Be sure to understand the risk of installing WordPress plugins prior to doing so and be sure to stay on top of WordPress plugin security news to help your site stay secure.

 

WordPress Plugin Security – Is it risky to install plugins?

WordPress is loved by the masses because it is free, easy to use, and has 1000s of plugins that add tremendous functionality to the usability of a site. While all this is true and I myself use and love WordPress,  a site owner should also remember that installing WordPress plugins is the equivalent of installing a new application and brings with it increased risk and additional support requirements that must be met to keep a site secure and functioning properly.

Risk #1 – Availability of your site

How extensive has the testing been for the plugin or plugin update you are installing? I have already discussed a recent plugin upgrade incident I experienced while installing a WordPress plugin update that rendered my admin panel inaccessible. Fortunately for me I had backups and was able to restore the admin panel quickly but it is an eye opening experience for any site owner the first time this type of event occurs. A WordPress plugin is only as good as the support and testing that goes into it otherwise it poses a big security risk to the availability of your site.

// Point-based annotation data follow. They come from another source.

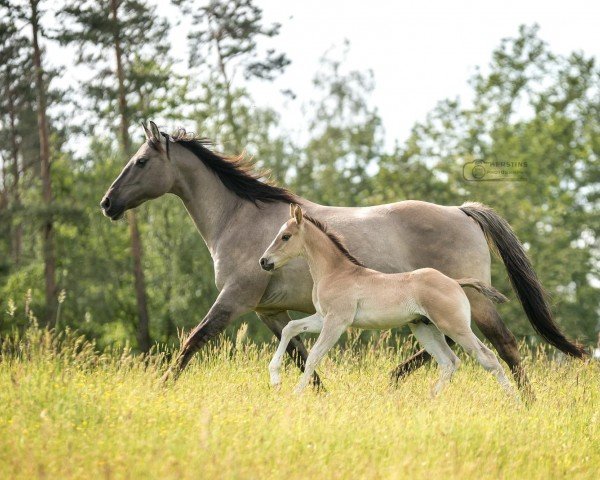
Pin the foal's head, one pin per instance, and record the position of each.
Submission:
(147, 175)
(287, 244)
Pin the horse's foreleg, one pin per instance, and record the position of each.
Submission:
(331, 331)
(285, 330)
(222, 313)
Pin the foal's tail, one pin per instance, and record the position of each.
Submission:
(522, 276)
(489, 291)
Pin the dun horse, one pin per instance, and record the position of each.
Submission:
(237, 214)
(347, 294)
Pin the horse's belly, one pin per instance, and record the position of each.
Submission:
(370, 315)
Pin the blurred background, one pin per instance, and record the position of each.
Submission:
(346, 103)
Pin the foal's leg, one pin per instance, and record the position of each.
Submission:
(483, 355)
(435, 344)
(330, 333)
(310, 324)
(487, 318)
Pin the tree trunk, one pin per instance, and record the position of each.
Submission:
(17, 232)
(143, 327)
(143, 330)
(48, 227)
(229, 100)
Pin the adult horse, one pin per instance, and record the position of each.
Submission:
(238, 214)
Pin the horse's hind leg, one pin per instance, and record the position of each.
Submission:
(487, 318)
(434, 342)
(483, 355)
(410, 365)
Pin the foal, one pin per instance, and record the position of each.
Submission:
(346, 294)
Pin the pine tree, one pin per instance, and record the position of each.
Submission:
(109, 39)
(224, 36)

Risk #2 – Plugin compatibility issues

WordPress plugin developers are a creative bunch but are often limited financially in their ability to test plugin compatibility with different versions of WordPress and different combinations of  plugins. This leaves you as the equivalent of a beta tester if you are an early adopter of a new plugin or a plugin update. This can lead to site performance issues and cause other more important parts of your site to stop functioning correctly.

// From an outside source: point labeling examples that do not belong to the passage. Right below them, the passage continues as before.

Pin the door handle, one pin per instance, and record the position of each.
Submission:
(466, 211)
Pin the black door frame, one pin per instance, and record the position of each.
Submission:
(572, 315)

Risk #3 – Security vulnerabilities that can lead to the compromise of your site

Every plugin installed is additional code installed on your site that increases the complexity of your site and opens additional potential vulnerability sources. This is not meant to scare you as it is important to balance the risk vs. reward of any type of business activity but is only meant to give you additional awareness into the risks.

Risk #4 – Increased administrative burden

Installing a new wordpress plugin should be looked at as both an opportunity and a commitment to stay current with that plugins security vulnerabilities and plugin patches. This leads to an increased administrative overhead and while it is relatively easy to apply a patch most of the overhead comes due to support complexities caused during the 1 time out of 50 when something goes very wrong.

Tips to manage the risks of using  WordPress Plugins:

#1 – Check the plugin support box to make sure your intended WordPress plugin is compatible with the version of WordPress you are running. Avoid installing any plugins that are not supported with your WordPress version unless you are very technically savvy and have a backup/recovery plan.

#2 – Run the latest version of WordPress to minimize your chances of compatibility issues when new plugin updates are released.

#3 – Wait about two weeks to install a new WordPress plugin update unless there has been a critical security exploit that is actively compromising sites. Being on the bleeding edge put you at an increased risk of suffering an outage or causing additional technical troubleshooting that take away from your other site activities.

#4 – Implement a strategy of regular backups and test your backups to ensure your site can be recovered as expected. Failing to test your backups could lead to undesired surprises and unneeded stress during an already stressful time.

#5 – Only install WordPress plugins that you intend to use and remove plugins that you tested but no longer want. It is better to limit your installed plugins to those you need for the operation of your site to minimize additional potential vulnerabilities and plugin updates.

Some security professionals would say you should review all of the lines of plugin code prior to installing a plugin but I believe that is impractical for the average site owner and overkill. This step may be necessary if your site is bringing in the bulk of your business revenue but otherwise follow the security tips outlined above to minimize your chances of having WordPress plugin related problems.